President Richard Nixon launched the modern U.S. War on Drugs after having run on a platform of “law and order.” It fit perfectly with his appeal to people who feared and resented the 1960s rebellions by African-Americans, anti-war leftists, hippies, gays and lesbians, and “women’s libbers.” In the fall of 1969, his Operation Intercept virtually stopped traffic at the Mexican border for three weeks, searching almost every vehicle trying to cross in an effort to stem pot smuggling. Its effect on the nation’s weed supply disproved the “gateway theory”: It showed that the lack of marijuana leads users to try other drugs.

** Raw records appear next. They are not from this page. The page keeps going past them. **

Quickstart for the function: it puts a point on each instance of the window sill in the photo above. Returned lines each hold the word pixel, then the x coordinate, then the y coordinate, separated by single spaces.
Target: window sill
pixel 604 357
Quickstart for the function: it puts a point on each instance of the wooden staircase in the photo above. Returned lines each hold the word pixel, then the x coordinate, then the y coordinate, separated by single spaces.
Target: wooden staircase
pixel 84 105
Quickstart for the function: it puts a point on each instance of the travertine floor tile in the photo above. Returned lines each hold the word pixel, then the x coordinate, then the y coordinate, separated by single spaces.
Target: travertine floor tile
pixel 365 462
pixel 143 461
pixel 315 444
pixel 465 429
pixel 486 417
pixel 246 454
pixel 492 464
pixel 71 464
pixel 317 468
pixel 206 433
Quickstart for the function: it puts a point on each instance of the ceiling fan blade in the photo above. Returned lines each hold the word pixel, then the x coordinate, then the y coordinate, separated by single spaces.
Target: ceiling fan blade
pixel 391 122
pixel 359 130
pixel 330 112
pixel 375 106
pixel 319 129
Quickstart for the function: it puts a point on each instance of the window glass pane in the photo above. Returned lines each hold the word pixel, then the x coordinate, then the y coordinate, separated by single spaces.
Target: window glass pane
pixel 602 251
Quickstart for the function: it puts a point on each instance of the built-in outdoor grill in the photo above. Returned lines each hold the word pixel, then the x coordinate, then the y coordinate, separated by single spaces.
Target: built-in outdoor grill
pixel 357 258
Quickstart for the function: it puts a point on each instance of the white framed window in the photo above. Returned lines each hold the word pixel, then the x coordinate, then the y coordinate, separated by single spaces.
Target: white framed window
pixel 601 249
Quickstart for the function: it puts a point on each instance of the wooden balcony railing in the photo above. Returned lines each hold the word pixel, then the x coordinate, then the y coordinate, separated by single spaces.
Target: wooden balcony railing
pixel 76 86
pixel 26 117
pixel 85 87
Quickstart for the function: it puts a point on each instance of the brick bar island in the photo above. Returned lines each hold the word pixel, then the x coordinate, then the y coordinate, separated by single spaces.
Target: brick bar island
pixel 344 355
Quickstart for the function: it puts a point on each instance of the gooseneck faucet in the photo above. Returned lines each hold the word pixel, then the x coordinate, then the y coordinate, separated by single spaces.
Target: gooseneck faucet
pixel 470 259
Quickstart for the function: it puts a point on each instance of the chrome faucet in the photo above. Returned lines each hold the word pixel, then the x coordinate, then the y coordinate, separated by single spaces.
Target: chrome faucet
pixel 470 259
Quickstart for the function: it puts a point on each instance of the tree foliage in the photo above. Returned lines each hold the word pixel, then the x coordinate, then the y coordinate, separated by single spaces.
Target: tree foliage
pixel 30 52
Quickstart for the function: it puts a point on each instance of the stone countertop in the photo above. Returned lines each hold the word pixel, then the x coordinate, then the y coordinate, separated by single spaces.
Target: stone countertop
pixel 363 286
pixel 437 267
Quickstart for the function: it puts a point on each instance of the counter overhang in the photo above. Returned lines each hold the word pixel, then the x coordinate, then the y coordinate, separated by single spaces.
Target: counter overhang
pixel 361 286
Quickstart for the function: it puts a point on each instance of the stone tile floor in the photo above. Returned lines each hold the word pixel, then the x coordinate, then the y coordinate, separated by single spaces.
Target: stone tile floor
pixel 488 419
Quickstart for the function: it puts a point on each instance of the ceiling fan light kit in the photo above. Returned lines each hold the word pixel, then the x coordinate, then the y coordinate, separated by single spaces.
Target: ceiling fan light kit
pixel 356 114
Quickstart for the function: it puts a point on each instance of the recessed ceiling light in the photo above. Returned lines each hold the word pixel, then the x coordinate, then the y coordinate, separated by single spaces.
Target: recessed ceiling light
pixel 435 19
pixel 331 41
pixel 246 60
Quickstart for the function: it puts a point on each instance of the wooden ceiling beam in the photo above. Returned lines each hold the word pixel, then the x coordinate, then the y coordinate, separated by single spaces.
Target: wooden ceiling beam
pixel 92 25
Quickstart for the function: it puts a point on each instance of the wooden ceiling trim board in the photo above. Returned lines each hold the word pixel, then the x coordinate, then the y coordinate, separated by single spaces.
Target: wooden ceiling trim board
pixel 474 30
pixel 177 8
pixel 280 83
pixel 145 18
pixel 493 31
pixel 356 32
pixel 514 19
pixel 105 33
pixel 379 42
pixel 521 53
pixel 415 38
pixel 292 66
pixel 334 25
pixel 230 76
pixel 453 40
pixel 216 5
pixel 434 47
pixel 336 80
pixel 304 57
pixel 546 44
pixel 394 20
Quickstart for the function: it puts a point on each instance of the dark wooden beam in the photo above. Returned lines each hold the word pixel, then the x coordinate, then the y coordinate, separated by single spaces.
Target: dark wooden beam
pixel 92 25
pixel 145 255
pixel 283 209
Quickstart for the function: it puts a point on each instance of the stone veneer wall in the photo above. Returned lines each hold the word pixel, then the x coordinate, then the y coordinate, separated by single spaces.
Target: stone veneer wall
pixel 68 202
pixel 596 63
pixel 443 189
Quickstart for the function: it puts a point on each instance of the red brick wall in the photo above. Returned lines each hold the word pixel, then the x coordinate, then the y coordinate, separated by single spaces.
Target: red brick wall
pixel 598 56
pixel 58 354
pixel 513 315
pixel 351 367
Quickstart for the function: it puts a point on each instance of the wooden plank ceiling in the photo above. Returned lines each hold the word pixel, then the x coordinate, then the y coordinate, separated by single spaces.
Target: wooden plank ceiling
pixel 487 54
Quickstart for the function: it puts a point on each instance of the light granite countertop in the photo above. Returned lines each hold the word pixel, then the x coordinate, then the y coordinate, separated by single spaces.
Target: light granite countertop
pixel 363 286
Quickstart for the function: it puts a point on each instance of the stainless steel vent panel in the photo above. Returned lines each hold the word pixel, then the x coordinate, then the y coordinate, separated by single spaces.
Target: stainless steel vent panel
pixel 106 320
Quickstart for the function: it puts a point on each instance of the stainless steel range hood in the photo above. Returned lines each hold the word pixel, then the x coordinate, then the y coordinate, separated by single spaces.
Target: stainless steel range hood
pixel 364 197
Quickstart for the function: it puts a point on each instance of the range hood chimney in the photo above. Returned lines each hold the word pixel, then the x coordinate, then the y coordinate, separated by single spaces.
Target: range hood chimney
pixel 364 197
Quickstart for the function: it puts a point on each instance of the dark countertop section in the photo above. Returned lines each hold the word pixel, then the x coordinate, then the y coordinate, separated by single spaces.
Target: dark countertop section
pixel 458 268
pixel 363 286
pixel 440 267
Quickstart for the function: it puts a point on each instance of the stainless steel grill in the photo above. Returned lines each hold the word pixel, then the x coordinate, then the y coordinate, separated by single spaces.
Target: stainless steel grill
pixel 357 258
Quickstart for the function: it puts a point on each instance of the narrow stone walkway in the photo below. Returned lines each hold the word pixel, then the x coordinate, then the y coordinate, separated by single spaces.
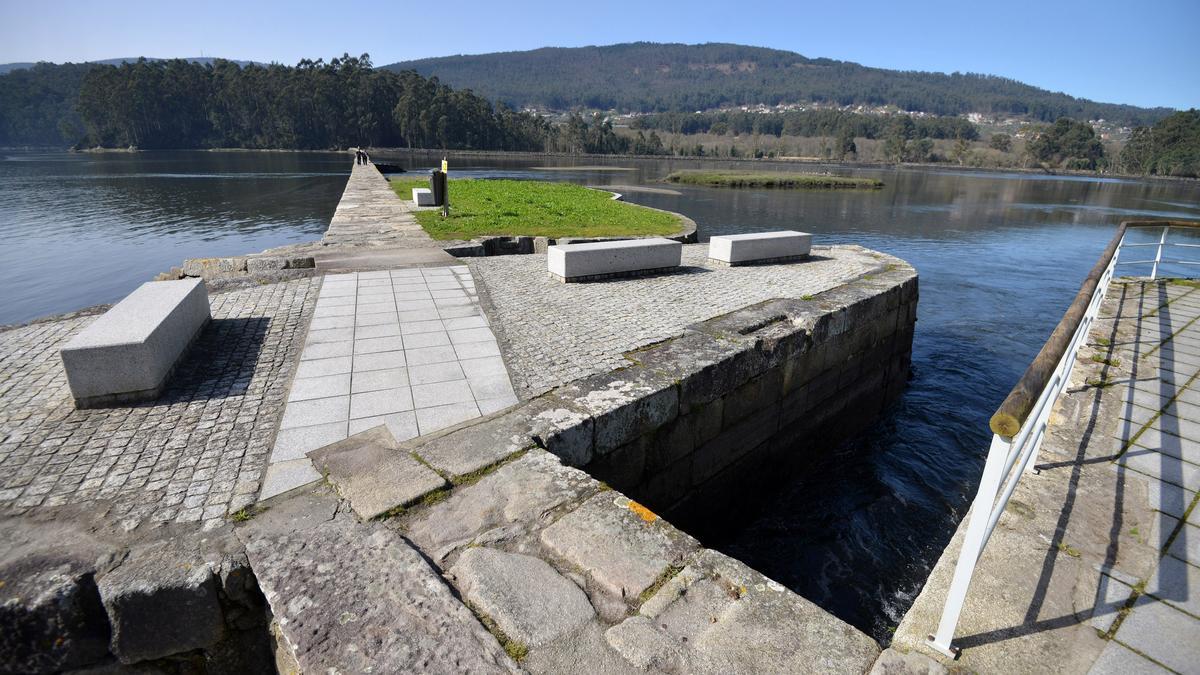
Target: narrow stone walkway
pixel 409 348
pixel 370 213
pixel 1158 440
pixel 1095 566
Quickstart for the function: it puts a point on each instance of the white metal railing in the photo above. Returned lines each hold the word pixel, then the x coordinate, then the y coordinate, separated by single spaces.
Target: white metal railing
pixel 1020 451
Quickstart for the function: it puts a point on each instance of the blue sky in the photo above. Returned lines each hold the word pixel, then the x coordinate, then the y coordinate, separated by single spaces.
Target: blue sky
pixel 1146 53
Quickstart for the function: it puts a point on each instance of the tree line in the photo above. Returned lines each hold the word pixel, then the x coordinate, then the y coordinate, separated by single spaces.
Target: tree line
pixel 807 124
pixel 1168 148
pixel 313 105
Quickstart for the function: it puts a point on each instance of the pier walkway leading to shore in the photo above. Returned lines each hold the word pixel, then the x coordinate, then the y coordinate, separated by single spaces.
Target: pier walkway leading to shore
pixel 409 348
pixel 1095 566
pixel 372 228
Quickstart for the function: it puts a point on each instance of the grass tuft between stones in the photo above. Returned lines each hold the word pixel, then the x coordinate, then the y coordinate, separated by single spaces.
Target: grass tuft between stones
pixel 473 477
pixel 667 574
pixel 241 515
pixel 515 649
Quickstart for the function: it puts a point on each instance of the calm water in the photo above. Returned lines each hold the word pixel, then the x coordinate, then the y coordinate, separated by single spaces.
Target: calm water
pixel 1000 257
pixel 83 230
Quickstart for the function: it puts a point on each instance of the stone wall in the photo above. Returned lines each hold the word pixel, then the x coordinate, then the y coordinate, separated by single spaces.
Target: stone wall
pixel 736 401
pixel 181 604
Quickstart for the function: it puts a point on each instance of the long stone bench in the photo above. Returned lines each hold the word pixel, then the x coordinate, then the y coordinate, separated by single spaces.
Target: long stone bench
pixel 423 197
pixel 604 260
pixel 130 351
pixel 760 248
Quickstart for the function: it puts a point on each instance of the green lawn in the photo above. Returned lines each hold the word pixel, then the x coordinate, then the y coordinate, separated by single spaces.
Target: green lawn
pixel 767 179
pixel 480 208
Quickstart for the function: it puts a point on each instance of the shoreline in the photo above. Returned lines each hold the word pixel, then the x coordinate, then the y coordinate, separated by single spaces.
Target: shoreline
pixel 753 161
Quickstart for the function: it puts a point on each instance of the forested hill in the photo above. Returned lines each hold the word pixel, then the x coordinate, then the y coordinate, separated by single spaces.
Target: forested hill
pixel 652 77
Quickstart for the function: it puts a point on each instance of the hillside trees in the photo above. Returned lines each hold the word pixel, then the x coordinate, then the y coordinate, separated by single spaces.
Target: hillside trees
pixel 315 105
pixel 651 77
pixel 1169 148
pixel 1068 144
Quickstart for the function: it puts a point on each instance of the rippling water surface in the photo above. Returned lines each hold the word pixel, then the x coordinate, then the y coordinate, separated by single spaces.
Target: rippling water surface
pixel 79 230
pixel 1000 258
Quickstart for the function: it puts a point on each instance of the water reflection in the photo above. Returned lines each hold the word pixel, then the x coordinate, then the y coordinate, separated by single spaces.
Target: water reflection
pixel 82 230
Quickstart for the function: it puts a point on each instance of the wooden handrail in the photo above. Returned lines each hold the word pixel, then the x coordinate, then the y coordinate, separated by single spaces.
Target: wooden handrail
pixel 1015 410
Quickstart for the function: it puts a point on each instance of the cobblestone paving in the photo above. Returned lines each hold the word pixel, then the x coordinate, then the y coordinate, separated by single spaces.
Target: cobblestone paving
pixel 193 455
pixel 552 333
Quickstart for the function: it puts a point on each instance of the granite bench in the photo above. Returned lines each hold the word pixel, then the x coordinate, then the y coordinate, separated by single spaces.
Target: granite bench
pixel 605 260
pixel 129 353
pixel 760 248
pixel 423 197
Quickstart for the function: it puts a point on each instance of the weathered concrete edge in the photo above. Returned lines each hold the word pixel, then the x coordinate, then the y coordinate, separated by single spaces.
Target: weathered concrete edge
pixel 1032 526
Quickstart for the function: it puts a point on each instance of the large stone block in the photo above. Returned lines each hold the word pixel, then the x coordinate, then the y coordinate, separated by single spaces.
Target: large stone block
pixel 580 262
pixel 373 473
pixel 621 545
pixel 744 622
pixel 130 351
pixel 353 597
pixel 624 404
pixel 265 264
pixel 760 246
pixel 161 601
pixel 519 497
pixel 51 620
pixel 526 597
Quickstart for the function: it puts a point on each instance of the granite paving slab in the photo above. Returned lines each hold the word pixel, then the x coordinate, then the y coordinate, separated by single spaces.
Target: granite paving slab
pixel 371 472
pixel 377 364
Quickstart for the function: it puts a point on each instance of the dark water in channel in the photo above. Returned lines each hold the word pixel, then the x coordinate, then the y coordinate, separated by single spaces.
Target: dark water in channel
pixel 1000 258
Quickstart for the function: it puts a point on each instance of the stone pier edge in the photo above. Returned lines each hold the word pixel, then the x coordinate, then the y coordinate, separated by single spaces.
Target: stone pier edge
pixel 568 422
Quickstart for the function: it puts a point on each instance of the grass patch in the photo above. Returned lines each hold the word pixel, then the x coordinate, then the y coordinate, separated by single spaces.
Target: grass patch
pixel 531 208
pixel 766 179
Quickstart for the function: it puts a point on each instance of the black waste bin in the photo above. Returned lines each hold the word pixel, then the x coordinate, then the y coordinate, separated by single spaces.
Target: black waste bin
pixel 438 186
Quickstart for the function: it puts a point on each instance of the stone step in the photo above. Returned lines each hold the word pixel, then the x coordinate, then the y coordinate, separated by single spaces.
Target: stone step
pixel 373 475
pixel 354 597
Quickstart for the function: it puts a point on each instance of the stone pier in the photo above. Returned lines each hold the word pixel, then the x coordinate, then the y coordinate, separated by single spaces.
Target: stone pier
pixel 418 465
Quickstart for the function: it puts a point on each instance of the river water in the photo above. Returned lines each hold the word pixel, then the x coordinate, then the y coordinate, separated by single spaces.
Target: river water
pixel 1000 258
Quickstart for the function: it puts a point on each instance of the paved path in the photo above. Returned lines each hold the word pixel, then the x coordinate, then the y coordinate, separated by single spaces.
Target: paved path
pixel 193 455
pixel 409 348
pixel 1096 563
pixel 1158 441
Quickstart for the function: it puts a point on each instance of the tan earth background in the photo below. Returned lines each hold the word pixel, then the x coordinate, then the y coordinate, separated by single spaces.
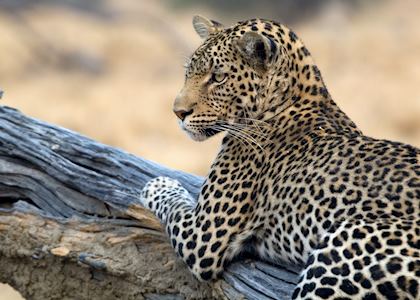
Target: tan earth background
pixel 111 69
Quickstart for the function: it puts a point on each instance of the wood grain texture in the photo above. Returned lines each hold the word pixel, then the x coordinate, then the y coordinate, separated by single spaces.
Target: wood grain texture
pixel 69 213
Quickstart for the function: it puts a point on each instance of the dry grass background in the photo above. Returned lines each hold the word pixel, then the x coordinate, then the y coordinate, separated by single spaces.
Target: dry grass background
pixel 113 76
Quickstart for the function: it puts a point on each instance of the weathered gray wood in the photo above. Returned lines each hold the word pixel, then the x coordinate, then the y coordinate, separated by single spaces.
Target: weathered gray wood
pixel 58 174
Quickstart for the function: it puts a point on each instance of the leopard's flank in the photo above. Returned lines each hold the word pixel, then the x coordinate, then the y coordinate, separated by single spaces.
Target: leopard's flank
pixel 295 179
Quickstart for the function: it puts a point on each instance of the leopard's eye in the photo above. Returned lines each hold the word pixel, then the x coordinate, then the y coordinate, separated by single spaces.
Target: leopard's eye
pixel 218 77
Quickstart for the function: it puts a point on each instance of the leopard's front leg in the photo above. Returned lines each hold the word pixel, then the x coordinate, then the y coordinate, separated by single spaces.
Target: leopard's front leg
pixel 199 233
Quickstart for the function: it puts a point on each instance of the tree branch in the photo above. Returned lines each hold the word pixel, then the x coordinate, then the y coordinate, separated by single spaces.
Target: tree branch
pixel 71 225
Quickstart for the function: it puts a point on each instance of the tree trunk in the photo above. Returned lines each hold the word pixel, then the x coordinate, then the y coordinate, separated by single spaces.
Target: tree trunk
pixel 71 226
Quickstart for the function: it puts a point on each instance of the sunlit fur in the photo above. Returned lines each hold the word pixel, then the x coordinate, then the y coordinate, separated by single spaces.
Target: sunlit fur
pixel 295 179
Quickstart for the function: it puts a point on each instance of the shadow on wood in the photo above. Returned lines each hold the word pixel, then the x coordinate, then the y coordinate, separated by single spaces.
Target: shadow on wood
pixel 71 226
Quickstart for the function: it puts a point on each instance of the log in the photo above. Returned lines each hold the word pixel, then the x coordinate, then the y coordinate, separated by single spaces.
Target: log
pixel 72 227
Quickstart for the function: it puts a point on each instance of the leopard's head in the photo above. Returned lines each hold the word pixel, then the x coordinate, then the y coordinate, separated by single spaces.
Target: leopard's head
pixel 236 75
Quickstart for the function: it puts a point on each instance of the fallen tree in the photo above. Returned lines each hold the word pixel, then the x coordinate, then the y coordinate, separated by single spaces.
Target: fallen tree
pixel 71 226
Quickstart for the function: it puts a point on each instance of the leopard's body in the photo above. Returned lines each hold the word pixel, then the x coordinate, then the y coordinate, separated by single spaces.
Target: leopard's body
pixel 295 179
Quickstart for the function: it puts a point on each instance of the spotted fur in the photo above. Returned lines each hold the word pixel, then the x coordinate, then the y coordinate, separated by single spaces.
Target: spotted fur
pixel 295 179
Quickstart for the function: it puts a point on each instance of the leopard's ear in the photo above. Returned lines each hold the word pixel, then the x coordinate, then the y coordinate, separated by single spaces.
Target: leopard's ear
pixel 204 27
pixel 260 51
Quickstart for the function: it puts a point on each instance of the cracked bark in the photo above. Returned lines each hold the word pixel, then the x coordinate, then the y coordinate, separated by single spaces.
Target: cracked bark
pixel 71 226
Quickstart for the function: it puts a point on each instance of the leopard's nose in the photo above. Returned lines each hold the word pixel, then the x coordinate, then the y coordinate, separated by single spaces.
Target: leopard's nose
pixel 182 114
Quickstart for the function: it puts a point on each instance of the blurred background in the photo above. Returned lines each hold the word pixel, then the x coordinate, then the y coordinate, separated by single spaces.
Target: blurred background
pixel 110 69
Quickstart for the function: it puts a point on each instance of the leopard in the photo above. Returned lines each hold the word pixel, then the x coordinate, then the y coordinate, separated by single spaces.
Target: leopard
pixel 295 180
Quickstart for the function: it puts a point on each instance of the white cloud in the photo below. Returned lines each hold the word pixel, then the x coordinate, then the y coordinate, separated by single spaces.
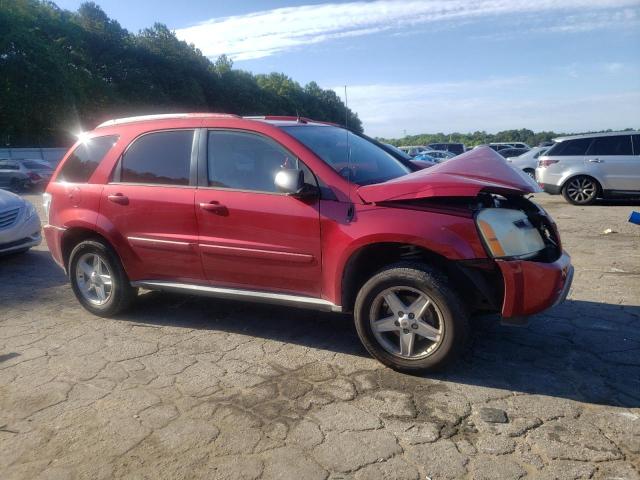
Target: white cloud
pixel 390 110
pixel 268 32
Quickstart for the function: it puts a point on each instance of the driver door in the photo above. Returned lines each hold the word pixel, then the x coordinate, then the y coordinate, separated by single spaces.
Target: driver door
pixel 251 236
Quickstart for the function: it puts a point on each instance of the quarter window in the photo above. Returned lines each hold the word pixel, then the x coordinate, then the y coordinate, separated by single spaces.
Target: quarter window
pixel 578 146
pixel 85 159
pixel 636 144
pixel 611 145
pixel 162 158
pixel 245 161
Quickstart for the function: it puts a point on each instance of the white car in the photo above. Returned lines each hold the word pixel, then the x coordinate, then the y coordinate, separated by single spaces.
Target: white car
pixel 528 161
pixel 19 224
pixel 584 168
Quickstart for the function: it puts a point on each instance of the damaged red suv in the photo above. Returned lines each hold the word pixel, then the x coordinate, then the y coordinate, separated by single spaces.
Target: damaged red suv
pixel 306 214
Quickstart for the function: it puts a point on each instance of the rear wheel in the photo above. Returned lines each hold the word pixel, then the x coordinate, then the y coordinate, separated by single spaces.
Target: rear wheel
pixel 581 190
pixel 408 317
pixel 99 280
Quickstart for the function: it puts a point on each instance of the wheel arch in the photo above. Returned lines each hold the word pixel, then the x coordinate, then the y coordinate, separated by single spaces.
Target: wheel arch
pixel 73 236
pixel 371 258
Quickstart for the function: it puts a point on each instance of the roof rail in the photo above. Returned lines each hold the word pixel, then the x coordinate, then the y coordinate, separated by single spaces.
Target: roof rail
pixel 289 118
pixel 163 116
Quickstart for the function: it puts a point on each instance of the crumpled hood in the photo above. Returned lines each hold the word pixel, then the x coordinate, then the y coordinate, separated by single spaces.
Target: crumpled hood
pixel 466 175
pixel 9 200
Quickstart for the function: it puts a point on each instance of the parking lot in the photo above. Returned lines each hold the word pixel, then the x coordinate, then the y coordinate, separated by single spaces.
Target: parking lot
pixel 185 387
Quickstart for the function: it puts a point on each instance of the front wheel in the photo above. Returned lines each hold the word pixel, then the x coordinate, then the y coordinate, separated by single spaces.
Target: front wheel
pixel 99 280
pixel 581 190
pixel 408 317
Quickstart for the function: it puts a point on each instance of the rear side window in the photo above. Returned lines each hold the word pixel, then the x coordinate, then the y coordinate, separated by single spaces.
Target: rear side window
pixel 613 145
pixel 570 147
pixel 85 159
pixel 162 158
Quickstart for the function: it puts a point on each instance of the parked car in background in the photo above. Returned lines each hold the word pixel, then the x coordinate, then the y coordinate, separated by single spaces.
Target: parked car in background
pixel 527 161
pixel 512 152
pixel 421 160
pixel 413 150
pixel 456 148
pixel 584 168
pixel 19 224
pixel 21 174
pixel 440 155
pixel 302 213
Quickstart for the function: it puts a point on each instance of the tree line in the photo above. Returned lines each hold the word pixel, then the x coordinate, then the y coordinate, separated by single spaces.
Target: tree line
pixel 481 138
pixel 63 71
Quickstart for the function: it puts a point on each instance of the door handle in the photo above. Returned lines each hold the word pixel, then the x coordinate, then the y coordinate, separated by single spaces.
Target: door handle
pixel 214 207
pixel 118 198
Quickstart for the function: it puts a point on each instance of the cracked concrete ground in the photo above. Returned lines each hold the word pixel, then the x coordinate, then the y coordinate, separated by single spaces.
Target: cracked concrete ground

While crime was rising rapidly, and some of it was related to heroin addicts robbing and stealing, Nixon’s War on Drugs had blatant cultural and racial elements. He personally believed that Communists and left-wingers were «pushing the stuff, they’re trying to destroy us.”

“We knew we couldn’t make it illegal to be either against the war or black, but by getting the public to associate the hippies with marijuana and blacks with heroin, and then criminalizing both heavily, we could disrupt those communities,” former Nixon adviser John Ehrlichman told journalist Dan Baum in 1994. “Did we know we were lying about the drugs? Of course we did.”

Despite Nixon’s call for “all-out war,” pot proliferated pervasively in the 1970s. At rock concerts by bands like the Grateful Dead, Led Zeppelin and Pink Floyd, clouds of smoke would fill arenas packed with thousands of music-loving stoners. Headshops selling metal pipes, plastic bongs, rolling papers and roach clips popped up on Main Streets and in shopping malls.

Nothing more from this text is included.